Sunday, June 28, 2015

Tell Me a Story . . .

Annalon Gilbreath as "Sally Scull"
Storytelling has become almost a lost art in our culture, but thanks to a number of committed people who know the value of a good tale, it has made a revival in recent years.

Even in Jesus’ time, stories were an important method of communication. When people asked him questions, he often answered with a story. It was how he got his point across, sometimes with a cryptic story that was lost on those who were not seriously seeking answers.

Through the centuries, numerous cultures in the world have preserved their sense of history by telling stories. Whether you call it folklore, ancient legends, or tall tales, everyone seems to love a good story.

I was born and raised into a family that knew about stories. There was no chance I would grow up not loving to hear family tales because both of my parents came from families that appreciated a good yarn.

My mother’s sister was their family historian, and her memory served her well as she recounted the family stories that had been passed down from her dad. She could really get into a good fairy tale too, complete with facial expressions and voice changes. When I was very small, I often stayed with her and would beg for stories. Being a former elementary teacher, she loved entertaining my young mind with fairy tales and nursery rhymes. Two of my favorites were “the Three Billy Goats Gruff” and “Jack and the Beanstalk.” Whether she was the quaking voice of the goats, fearful of the troll under the bridge, or made the booming voice of the Giant who chased Jack down the beanstalk, she made my little heart beat faster and I would shiver in fear . . . but would ask for those same stories again and again. She loved to tell in later years how she would promise me a story before my nap, and my eyelids would be drooping in sleep as the story ended. She would start to tiptoe out of the room and my eyes would pop open and I would say, “Tell me another ‘tory!”

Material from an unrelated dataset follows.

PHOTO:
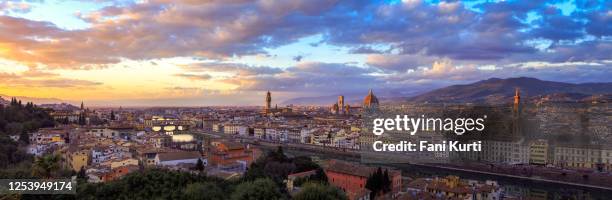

My father came from a family of eight children and whenever they came together, we always heard the accounts of their escapades as children. Daddy and each of his siblings loved to tell their stories, and as children we all knew most of them by heart. They told many of the same ones over and over when they were together: setting the stage, building up the suspense, leaning forward on their knees as they neared the punch line or climax of the tale (eyes glistening with humor), and we all sat breathless, waiting. We knew the way the story ended; no surprises there. Yet we listened to it each time with fresh ears, allowing our minds to be led down the familiar trail as they set the story up yet one more time. I remember knowing the punch line and waiting expectantly to hear it once again, and all of us falling out laughing as if we had never heard it before. So valuable, to grow up in the home of a storyteller! Perhaps it is why I write; I love a good story, and can’t wait to make up more of my own and share them with other people. It is my way of giving something I think is valuable for others to enjoy.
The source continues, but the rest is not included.